The FSA is consulting on new powers for the Financial Conduct Authority to monitor benchmarks such as the Libor and wholesale gas markets, where there have been allegations of rate rigging.
FCA chief executive designate Martin Wheatley conducted his review of Libor in September in the wake of the rate rigging scandal. One of his central proposals calls for an independent administrator of Libor rather than the British Bankers’ Association, which will be monitored by the FCA.
The Government accepted Wheatley’s recommendations in full and has amended the Financial Services bill to ensure they quickly become law.
The FSA’s proposals will require benchmark administrators to corroborate submissions and monitor for any suspicious activity.
Those submitting data to benchmarks will be required to have in place a clear conflicts of interest policy and appropriate systems and controls.
There will also be two new significant influence controlled functions created under the FSA’s approved persons regime for the administrator and submitting firms.
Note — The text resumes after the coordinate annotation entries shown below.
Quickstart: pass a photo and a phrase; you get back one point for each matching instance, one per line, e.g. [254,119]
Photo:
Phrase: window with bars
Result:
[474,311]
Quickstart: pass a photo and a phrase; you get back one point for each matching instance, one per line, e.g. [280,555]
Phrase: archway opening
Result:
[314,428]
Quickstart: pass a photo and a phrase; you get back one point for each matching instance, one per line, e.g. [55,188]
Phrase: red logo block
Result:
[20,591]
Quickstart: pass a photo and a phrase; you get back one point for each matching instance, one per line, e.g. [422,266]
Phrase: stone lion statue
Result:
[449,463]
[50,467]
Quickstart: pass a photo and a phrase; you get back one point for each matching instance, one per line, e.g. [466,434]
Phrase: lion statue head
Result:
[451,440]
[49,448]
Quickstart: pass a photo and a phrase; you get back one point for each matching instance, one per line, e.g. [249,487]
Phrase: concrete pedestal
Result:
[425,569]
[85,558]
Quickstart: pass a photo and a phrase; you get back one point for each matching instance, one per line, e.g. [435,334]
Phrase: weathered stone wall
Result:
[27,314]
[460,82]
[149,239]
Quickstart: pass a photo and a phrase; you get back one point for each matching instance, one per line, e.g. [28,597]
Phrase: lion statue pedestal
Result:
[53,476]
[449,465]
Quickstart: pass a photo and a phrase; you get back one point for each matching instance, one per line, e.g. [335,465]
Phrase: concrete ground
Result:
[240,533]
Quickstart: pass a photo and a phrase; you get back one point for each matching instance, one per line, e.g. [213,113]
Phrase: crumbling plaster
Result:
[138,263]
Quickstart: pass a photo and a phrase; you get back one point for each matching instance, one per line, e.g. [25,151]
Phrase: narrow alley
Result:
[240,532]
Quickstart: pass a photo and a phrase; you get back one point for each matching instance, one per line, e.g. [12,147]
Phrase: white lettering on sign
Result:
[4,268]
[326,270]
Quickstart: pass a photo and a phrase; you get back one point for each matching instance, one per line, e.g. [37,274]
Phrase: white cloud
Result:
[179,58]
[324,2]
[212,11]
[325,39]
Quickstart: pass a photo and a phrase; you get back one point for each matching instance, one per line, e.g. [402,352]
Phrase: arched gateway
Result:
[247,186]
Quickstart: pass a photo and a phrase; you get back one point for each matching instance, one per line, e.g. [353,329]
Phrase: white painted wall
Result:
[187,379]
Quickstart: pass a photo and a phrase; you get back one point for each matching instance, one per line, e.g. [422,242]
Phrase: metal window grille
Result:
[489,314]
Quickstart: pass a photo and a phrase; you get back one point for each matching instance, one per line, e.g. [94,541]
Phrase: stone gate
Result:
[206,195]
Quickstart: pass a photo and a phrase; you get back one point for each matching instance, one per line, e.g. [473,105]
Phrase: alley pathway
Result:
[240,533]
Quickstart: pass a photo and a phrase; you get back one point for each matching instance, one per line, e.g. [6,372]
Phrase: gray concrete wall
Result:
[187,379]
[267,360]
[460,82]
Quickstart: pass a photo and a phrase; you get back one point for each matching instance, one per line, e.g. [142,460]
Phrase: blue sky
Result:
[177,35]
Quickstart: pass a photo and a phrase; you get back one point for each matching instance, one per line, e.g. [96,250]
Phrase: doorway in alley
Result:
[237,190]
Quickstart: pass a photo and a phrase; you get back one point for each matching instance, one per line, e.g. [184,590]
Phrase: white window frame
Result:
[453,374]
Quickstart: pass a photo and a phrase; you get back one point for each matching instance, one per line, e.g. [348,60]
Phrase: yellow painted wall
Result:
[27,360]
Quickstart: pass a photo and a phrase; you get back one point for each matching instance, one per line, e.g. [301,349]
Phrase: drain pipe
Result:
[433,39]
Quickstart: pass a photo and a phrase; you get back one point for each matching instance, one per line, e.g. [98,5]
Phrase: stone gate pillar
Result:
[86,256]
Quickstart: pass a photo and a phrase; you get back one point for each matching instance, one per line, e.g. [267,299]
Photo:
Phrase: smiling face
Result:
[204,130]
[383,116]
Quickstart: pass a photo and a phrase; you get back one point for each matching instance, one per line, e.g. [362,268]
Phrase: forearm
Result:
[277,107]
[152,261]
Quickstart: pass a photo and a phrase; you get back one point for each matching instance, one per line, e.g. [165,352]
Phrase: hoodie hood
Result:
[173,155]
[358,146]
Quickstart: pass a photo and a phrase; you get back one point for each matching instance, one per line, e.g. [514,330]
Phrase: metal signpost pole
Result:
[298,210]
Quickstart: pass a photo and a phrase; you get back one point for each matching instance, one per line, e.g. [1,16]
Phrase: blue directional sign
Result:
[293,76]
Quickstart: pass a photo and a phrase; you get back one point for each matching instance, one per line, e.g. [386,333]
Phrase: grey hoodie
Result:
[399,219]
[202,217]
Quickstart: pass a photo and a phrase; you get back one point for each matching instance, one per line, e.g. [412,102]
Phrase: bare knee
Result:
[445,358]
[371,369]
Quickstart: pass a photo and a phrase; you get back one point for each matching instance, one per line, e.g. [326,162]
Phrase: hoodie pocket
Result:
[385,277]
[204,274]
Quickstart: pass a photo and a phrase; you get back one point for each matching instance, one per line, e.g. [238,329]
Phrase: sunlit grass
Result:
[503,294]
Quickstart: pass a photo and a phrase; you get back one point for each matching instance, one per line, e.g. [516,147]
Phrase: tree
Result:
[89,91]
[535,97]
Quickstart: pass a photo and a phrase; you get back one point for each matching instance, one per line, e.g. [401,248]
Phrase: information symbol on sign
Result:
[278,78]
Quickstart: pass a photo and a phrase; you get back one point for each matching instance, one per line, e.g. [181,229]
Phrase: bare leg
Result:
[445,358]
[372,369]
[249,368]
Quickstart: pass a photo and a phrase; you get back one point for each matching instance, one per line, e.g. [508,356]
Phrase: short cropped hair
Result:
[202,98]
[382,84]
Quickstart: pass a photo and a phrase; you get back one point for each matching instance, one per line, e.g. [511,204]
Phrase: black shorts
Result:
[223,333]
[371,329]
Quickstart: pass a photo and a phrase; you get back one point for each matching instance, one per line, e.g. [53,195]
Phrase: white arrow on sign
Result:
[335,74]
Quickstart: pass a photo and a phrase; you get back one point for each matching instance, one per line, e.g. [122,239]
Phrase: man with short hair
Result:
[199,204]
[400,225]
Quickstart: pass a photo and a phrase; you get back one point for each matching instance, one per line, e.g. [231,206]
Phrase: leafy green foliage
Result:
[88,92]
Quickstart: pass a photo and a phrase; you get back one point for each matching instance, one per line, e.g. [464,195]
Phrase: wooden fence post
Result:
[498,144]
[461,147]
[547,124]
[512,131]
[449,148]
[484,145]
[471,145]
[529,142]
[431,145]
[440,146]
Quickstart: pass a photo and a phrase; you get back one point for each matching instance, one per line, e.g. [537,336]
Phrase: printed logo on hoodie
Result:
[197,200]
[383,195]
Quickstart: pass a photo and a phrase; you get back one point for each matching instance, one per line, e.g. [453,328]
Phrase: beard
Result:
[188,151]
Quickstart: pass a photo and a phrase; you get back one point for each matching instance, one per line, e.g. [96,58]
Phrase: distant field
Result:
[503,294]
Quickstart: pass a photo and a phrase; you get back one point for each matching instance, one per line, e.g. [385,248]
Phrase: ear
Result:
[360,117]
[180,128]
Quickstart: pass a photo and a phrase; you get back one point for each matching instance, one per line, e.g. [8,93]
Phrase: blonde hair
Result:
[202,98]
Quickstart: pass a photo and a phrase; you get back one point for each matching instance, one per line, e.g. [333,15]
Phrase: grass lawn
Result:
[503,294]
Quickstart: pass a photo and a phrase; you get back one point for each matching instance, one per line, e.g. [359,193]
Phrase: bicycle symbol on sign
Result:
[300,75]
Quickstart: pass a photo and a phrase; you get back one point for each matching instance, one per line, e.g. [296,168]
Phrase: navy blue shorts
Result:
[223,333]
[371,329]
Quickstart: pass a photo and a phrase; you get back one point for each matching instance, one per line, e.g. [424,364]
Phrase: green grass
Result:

The FSA is keen to see more panel members on Libor administrators to increase the accuracy and reliability of reporting, as recommended in the Libor review.
The FSA says it has considered both the Wheatley Review recommendations and the Treasury’s proposed legislative amendments in designing an approach to regulating the setting of benchmarks.
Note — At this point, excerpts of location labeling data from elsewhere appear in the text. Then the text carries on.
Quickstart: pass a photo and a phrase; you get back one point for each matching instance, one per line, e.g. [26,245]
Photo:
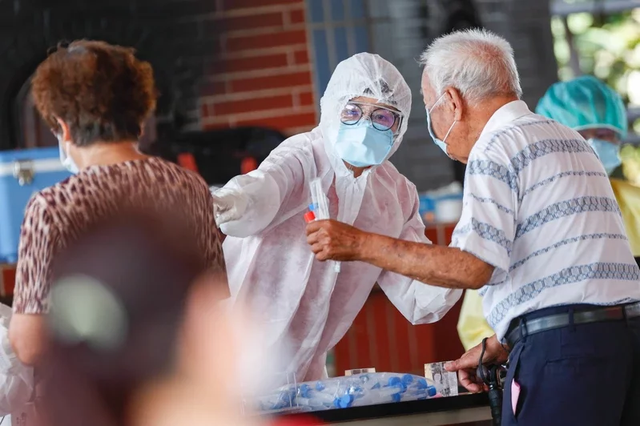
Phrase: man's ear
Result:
[65,132]
[456,102]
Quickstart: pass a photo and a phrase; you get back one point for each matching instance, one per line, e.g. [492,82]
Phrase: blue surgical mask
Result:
[361,145]
[609,153]
[441,143]
[65,158]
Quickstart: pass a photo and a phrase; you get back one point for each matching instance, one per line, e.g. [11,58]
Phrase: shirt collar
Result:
[504,115]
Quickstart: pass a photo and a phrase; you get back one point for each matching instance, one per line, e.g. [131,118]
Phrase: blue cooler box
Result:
[23,173]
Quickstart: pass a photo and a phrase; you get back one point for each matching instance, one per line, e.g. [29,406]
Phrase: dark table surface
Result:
[403,408]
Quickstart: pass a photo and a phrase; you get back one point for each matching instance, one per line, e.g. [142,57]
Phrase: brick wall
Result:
[262,75]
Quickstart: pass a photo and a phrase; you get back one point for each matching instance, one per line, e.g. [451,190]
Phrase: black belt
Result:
[521,327]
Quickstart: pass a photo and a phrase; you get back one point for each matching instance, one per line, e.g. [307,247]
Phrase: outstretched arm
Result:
[436,265]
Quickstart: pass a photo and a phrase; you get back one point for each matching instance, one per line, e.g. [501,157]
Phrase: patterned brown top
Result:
[57,215]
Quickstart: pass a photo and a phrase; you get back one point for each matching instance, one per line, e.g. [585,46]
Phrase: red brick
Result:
[243,4]
[272,82]
[213,88]
[281,38]
[252,64]
[253,21]
[301,57]
[296,16]
[251,105]
[284,122]
[306,99]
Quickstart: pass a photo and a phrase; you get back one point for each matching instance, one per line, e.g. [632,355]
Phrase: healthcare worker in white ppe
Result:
[309,305]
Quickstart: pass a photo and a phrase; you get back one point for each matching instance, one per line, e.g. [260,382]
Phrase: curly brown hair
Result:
[103,92]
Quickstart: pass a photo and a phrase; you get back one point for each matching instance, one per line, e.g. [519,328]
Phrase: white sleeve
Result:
[487,225]
[251,202]
[419,303]
[16,379]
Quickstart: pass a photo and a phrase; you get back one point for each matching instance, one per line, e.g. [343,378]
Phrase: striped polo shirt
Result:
[539,207]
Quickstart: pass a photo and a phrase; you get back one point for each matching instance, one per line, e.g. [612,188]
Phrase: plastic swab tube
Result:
[321,207]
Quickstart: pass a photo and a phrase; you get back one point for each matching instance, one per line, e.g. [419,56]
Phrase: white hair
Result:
[478,63]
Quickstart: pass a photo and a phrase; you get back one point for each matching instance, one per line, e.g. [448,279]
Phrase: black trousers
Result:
[585,374]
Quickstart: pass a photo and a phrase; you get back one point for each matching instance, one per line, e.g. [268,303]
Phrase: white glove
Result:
[228,205]
[16,380]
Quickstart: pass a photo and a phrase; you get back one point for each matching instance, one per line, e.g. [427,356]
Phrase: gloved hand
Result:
[228,205]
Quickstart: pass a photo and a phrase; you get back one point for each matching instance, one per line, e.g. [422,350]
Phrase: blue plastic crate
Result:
[23,173]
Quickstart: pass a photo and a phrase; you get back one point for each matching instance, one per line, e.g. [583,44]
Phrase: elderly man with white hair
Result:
[540,234]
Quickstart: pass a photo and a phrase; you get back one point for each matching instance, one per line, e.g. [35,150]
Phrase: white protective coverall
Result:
[16,379]
[305,303]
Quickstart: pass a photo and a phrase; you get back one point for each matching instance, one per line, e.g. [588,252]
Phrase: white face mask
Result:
[65,158]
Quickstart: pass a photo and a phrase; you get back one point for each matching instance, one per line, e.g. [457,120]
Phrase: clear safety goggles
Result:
[381,118]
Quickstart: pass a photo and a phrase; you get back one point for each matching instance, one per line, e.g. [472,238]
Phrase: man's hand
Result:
[332,240]
[467,365]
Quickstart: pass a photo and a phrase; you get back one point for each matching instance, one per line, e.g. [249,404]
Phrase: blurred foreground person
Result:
[308,306]
[136,335]
[95,97]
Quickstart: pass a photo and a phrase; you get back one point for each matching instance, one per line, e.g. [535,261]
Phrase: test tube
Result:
[321,205]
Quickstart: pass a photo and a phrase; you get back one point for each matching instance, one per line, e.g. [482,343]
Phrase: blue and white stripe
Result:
[539,207]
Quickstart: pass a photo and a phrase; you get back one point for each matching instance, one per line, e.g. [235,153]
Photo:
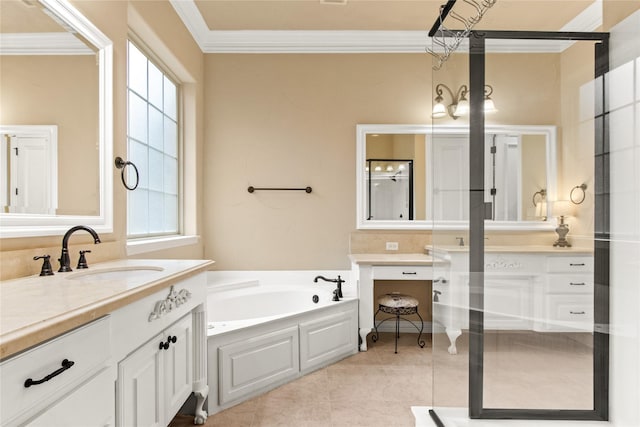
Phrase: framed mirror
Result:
[520,171]
[56,73]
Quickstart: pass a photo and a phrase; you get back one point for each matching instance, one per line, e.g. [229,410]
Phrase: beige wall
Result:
[157,24]
[289,121]
[63,91]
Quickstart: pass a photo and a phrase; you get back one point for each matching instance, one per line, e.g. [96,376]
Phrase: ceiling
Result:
[386,15]
[360,26]
[330,26]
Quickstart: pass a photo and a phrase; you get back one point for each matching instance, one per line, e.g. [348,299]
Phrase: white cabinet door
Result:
[178,365]
[156,379]
[140,386]
[507,303]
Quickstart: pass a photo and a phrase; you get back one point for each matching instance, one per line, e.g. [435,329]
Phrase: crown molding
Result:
[326,41]
[42,44]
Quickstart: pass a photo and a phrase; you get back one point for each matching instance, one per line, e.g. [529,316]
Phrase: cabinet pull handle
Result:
[66,364]
[170,340]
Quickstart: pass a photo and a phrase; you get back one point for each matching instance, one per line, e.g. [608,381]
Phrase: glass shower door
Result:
[448,149]
[520,306]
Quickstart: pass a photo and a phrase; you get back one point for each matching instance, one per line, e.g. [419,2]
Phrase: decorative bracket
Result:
[173,300]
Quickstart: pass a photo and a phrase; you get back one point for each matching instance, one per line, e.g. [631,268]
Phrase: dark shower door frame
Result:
[477,206]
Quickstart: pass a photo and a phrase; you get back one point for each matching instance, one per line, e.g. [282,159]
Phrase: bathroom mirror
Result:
[520,167]
[56,71]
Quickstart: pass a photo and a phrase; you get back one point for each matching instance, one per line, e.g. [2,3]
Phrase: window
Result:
[152,139]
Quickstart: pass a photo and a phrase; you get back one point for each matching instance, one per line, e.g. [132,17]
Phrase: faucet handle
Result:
[46,265]
[82,262]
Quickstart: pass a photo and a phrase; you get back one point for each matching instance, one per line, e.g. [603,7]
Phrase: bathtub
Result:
[262,336]
[233,309]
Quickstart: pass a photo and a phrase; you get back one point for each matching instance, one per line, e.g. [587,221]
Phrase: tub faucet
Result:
[65,262]
[338,281]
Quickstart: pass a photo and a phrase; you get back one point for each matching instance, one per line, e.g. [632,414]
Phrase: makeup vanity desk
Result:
[531,288]
[369,267]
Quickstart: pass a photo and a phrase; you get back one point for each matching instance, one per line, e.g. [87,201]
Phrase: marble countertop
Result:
[34,309]
[392,259]
[511,249]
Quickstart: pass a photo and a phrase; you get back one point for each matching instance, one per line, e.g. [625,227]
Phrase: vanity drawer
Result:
[570,284]
[574,264]
[571,311]
[88,347]
[402,273]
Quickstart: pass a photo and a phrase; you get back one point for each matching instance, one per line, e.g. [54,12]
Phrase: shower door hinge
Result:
[488,210]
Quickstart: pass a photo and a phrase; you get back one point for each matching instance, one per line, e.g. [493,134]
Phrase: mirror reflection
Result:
[390,189]
[520,176]
[54,84]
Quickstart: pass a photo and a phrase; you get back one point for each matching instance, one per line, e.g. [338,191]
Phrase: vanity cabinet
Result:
[91,405]
[90,344]
[540,289]
[569,294]
[59,381]
[155,380]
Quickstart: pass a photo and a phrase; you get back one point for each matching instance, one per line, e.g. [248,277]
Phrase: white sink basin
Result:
[115,273]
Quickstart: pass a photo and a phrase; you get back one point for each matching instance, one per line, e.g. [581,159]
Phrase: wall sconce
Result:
[459,103]
[562,208]
[578,198]
[540,204]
Initially the only regulated benchmark in the UK will be Libor, but the new regime will contain a framework to monitor others in the future, if appropriate.
Wheatley says: “Confidence and trust are critical to financial markets. The disturbing events uncovered in the manipulation of Libor have severely damaged that trust. The proposals will bring in clear rules for the setting and governance of benchmarks and are a key step to ensuring the integrity of Libor.”
Informed Choice managing director Martin Bamford says: “Libor definitely needs and independent regulator to take responsibility for it but the Bank of England would be better equipped than the FCA because it relates to interactions between banks.”
In June, Barclays was fined £290m by the FSA and US authorities after it admitted that derivative traders manipulated Libor. Chancellor George Osborne confirmed at the time a number of British banks were being investigated over rate-rigging.